His pulse shifted once. “You’re thinking floater.”

“I’m thinking it’s possible,” she said. “If it’s contamination, the frozen was correct. The deeper levels being clean would make sense.”

James leaned back slightly. “Yes,” he said. “It would.”

She studied him. “You don’t sound relieved.”

“I’m not sure I’m supposed to be.”

“If it’s a floater,” she continued, “then no one missed anything.” No one. The words carried more weight than she intended. 

He held her eyes. “Don’t push that yet,” he said quietly.

She nodded. “You think it’s already decided.”

“I think the department wants it decided.”

She absorbed that. “Safe flight,” she said.

“Keep observing,” he replied. She understood.

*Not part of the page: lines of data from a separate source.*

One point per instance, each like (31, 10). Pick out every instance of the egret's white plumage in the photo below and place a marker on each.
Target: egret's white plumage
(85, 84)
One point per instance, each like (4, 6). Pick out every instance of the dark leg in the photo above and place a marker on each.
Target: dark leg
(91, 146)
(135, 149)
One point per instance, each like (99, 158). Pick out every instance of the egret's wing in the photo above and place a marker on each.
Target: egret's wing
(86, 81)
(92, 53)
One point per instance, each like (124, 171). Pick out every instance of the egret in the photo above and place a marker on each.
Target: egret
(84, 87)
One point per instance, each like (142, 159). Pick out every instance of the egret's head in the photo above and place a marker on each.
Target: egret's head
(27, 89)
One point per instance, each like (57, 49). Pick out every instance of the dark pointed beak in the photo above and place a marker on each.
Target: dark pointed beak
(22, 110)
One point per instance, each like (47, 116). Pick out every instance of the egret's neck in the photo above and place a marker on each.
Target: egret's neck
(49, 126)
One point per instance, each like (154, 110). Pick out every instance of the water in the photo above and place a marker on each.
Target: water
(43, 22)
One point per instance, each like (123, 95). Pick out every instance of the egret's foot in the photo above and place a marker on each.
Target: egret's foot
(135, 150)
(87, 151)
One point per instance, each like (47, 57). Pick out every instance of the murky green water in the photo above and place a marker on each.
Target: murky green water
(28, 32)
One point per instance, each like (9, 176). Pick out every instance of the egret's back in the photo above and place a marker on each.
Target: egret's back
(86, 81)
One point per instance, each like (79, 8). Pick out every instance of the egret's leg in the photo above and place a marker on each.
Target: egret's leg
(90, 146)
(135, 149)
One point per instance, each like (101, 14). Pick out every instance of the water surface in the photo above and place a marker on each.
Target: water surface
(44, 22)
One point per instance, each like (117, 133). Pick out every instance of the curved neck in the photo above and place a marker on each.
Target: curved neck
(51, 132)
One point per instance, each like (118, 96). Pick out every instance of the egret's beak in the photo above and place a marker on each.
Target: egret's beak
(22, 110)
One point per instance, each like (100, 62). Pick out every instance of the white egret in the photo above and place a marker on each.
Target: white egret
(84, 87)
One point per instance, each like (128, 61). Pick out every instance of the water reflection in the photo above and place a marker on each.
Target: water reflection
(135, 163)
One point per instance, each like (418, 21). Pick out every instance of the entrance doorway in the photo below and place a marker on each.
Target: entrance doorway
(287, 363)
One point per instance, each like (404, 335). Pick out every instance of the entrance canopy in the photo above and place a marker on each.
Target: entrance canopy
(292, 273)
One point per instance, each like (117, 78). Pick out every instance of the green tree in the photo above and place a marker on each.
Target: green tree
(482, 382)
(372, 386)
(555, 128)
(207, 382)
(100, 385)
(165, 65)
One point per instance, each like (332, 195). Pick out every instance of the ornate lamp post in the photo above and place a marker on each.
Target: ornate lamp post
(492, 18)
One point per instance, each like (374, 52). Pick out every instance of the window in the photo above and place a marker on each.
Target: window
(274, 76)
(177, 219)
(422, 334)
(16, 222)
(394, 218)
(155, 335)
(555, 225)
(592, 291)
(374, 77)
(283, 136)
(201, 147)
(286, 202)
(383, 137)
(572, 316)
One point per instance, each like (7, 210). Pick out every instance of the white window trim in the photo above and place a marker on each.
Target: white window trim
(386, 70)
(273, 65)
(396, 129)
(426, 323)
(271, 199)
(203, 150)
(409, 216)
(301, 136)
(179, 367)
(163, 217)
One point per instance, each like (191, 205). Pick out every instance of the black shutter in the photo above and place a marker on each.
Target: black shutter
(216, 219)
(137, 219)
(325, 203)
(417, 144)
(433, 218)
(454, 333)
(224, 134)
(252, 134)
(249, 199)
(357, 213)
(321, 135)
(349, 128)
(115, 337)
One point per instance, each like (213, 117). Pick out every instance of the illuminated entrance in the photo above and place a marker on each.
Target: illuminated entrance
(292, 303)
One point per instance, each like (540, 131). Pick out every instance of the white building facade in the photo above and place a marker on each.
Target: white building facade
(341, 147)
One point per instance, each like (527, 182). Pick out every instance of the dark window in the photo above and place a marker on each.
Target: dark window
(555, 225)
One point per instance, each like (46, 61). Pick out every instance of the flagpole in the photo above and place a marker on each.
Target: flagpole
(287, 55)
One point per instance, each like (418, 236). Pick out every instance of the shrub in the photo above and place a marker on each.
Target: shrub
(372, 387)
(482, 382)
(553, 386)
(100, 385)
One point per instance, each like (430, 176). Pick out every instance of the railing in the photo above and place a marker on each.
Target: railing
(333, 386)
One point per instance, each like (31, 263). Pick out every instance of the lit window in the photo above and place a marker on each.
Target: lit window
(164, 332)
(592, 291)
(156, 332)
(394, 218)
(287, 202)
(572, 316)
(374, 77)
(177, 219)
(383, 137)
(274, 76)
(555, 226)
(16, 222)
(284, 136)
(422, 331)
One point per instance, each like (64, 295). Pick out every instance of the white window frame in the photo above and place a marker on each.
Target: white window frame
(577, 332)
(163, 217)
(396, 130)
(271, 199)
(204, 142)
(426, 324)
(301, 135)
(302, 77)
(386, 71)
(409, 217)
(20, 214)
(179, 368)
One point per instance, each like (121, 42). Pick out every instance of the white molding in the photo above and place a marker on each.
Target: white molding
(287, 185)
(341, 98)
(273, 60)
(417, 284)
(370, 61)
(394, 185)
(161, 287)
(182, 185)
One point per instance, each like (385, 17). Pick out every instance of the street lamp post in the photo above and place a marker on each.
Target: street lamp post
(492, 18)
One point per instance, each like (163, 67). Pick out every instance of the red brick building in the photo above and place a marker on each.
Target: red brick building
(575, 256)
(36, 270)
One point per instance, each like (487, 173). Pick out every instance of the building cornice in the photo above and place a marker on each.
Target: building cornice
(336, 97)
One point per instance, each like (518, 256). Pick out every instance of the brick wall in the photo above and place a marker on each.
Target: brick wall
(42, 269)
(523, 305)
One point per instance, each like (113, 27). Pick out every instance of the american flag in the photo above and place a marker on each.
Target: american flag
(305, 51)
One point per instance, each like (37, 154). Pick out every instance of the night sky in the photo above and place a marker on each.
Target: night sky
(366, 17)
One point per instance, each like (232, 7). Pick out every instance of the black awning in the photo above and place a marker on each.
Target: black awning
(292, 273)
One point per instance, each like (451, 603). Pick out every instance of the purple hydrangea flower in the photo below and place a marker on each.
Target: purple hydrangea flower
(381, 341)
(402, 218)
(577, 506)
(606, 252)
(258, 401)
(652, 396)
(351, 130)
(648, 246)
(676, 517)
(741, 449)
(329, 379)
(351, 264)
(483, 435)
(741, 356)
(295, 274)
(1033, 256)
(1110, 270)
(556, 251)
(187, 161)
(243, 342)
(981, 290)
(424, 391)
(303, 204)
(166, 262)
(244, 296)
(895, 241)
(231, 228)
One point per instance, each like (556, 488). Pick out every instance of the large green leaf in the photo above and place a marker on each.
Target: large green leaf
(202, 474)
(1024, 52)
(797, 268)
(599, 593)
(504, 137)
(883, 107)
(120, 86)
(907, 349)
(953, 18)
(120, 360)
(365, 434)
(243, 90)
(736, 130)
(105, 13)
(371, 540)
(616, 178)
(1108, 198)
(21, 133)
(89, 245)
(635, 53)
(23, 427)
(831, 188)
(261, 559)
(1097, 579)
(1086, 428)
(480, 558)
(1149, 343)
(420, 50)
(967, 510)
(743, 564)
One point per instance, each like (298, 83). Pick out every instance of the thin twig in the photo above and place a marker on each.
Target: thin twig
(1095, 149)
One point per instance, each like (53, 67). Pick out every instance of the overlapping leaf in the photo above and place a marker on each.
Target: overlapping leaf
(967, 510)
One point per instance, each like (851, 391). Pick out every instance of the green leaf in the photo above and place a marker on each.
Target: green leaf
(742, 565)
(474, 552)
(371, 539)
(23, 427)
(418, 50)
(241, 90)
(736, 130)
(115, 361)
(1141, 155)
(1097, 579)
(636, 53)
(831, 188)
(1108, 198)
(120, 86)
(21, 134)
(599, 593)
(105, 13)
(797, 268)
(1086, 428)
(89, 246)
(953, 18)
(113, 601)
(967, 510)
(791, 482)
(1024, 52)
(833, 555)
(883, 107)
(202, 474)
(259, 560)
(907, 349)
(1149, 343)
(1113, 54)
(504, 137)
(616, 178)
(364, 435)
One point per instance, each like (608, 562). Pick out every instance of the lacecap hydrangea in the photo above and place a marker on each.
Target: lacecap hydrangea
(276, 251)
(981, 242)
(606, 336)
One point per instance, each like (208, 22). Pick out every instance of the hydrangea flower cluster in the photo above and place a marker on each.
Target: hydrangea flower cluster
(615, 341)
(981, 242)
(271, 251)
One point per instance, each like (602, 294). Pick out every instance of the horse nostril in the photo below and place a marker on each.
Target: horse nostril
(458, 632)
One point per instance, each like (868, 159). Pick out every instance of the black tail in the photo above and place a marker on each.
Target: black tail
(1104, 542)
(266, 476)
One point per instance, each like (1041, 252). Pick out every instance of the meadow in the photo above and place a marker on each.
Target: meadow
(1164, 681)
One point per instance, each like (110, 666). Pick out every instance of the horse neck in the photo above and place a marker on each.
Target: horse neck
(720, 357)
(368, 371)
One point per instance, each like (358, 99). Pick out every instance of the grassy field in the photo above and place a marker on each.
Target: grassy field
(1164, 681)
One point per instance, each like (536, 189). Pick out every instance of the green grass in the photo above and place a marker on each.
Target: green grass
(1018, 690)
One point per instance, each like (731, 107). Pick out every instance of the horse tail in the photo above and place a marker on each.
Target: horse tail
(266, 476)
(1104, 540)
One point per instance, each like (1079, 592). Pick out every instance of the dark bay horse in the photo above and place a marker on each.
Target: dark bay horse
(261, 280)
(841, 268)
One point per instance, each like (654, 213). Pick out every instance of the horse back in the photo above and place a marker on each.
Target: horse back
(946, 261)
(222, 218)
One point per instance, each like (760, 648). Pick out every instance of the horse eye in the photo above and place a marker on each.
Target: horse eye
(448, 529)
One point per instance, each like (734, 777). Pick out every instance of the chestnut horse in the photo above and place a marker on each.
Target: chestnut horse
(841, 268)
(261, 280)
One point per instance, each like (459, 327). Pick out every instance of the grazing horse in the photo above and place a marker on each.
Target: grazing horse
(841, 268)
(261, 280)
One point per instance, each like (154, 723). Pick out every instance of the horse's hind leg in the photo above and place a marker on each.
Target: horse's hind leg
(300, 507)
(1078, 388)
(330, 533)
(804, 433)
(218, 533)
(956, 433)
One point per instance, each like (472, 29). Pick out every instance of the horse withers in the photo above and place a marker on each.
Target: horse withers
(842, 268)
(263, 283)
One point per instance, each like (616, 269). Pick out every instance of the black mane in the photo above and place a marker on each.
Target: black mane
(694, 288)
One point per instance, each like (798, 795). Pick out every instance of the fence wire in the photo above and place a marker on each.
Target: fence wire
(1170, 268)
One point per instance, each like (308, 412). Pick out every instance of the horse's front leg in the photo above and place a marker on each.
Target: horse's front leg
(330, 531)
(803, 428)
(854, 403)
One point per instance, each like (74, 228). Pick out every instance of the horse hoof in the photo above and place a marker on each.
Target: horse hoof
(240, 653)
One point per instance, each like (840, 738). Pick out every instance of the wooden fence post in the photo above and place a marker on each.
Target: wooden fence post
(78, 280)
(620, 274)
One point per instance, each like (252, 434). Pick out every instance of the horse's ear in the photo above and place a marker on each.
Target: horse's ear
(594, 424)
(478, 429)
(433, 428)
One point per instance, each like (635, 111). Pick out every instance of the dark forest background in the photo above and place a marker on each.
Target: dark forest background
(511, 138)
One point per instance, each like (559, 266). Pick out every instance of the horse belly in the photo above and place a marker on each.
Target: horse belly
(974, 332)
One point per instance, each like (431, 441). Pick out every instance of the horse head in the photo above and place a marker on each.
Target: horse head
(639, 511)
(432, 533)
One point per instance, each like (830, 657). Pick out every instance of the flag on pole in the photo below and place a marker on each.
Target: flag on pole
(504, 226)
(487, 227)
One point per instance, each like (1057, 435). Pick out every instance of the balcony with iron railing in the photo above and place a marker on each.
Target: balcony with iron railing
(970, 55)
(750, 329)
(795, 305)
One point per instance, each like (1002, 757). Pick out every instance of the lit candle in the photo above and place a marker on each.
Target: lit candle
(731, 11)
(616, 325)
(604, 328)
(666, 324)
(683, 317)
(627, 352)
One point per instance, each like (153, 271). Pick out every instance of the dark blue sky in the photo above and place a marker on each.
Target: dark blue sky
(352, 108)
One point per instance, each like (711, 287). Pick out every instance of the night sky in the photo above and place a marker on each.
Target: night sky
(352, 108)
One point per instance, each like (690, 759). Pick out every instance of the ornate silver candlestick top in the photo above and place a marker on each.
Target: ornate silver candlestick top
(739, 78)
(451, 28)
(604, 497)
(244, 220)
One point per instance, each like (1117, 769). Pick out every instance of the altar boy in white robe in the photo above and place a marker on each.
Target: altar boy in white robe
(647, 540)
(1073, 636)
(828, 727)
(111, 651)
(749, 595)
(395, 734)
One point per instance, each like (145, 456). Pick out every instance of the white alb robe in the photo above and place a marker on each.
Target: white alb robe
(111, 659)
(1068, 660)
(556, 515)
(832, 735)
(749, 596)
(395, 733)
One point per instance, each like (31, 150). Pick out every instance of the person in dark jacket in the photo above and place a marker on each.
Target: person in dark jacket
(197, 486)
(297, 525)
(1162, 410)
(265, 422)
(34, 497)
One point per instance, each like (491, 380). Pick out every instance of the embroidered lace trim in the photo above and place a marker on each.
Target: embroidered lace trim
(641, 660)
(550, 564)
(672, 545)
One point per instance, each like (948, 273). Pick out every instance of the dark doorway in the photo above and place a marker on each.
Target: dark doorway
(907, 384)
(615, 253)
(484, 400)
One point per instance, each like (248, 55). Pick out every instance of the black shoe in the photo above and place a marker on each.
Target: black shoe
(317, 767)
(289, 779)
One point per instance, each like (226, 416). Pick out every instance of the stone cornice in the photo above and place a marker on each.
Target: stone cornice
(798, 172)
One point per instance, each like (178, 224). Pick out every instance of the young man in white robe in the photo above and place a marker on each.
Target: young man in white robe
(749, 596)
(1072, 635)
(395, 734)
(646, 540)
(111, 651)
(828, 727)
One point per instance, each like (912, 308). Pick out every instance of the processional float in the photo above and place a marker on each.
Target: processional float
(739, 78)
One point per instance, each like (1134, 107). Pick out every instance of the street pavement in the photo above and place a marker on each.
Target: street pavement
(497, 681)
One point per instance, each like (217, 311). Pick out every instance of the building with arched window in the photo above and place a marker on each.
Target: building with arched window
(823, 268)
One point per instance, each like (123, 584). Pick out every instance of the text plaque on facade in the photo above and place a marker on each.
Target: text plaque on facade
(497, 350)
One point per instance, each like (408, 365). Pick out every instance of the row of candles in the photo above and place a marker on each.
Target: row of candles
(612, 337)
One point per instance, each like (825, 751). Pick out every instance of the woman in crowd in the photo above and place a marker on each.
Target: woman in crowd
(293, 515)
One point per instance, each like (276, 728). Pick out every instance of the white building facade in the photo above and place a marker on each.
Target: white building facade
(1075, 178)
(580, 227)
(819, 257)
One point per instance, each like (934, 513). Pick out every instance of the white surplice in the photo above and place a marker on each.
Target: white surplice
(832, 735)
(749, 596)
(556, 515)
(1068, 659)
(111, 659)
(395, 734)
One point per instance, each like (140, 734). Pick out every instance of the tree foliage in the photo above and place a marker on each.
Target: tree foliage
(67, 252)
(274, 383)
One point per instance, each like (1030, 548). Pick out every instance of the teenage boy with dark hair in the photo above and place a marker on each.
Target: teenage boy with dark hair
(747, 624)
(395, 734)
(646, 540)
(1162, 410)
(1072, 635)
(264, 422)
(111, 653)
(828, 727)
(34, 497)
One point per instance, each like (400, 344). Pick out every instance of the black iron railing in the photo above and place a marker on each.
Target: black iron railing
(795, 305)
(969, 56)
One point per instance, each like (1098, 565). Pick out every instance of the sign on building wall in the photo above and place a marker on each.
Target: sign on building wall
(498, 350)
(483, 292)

In the gross room, Wilma was moving briskly but humming something old and soulful. She wore a bright yellow scarf today. “You call your mama when you land,” she said firmly.

“Yes, ma’am.”

She looked at him a second longer. “You’re a good son.” The words landed somewhere he hadn’t protected.

Carlos stepped out from the cutting board. “Bring back stories,” he said lightly. “Only the good ones.” Then his tone shifted slightly. “And don’t let this place rewrite your confidence.”

James held his gaze. “I won’t.” Carlos nodded once, then returned to his case.

Morelli called him in before noon. The office was orderly, blinds half-drawn. “I’m sorry about your father,” Morelli said.

“Thank you.”

Morelli folded his glasses carefully. “You handled this year with composure,” he added. “Don’t let institutional noise distort your self-assessment.” Noise. James almost smiled.

“I won’t,” he said.

Morelli nodded once. “Family first.” It sounded less administrative now.

When James stepped outside, the cold air met him—late fall. Deanna was waiting by his car. No white coat. No clipboard. “You ready?” she asked.

“No,” he said honestly.

“Good,” she replied. “That means it matters.”

They drove in near silence. Not distant. Just aware. At the airport everything moved with indifferent efficiency. Families parting. Businessmen rushing. Children dragging stuffed animals. They stood at security.

“You don’t have to be strong the whole time,” she said.

He nodded.

“And you don’t have to fix anything,” she added.

He gave a faint breath of something that wasn’t quite laughter.

“I don’t know how not to.”

“You’re not going as a pathologist,” she said. “You’re going as a son.”

Son.

Not resident.
Not suspect.
Not colleague.

Son.

He leaned forward and kissed her. Not hurried.  Not hidden.  Not dramatic. Just real.

Behind them:

Scott stabilizing.
Administration quieting.
The case technically unresolved.
Susan thinking.
The floater theory unspoken — but available.

Ahead:

Manila.
His father.
A different kind of reckoning.

As the plane lifted hours later, Memorial shrinking below, James understood something clearly: Ambiguity can sit quietly for a long time. But distance forces truth. And this time, he wasn’t crossing it alone.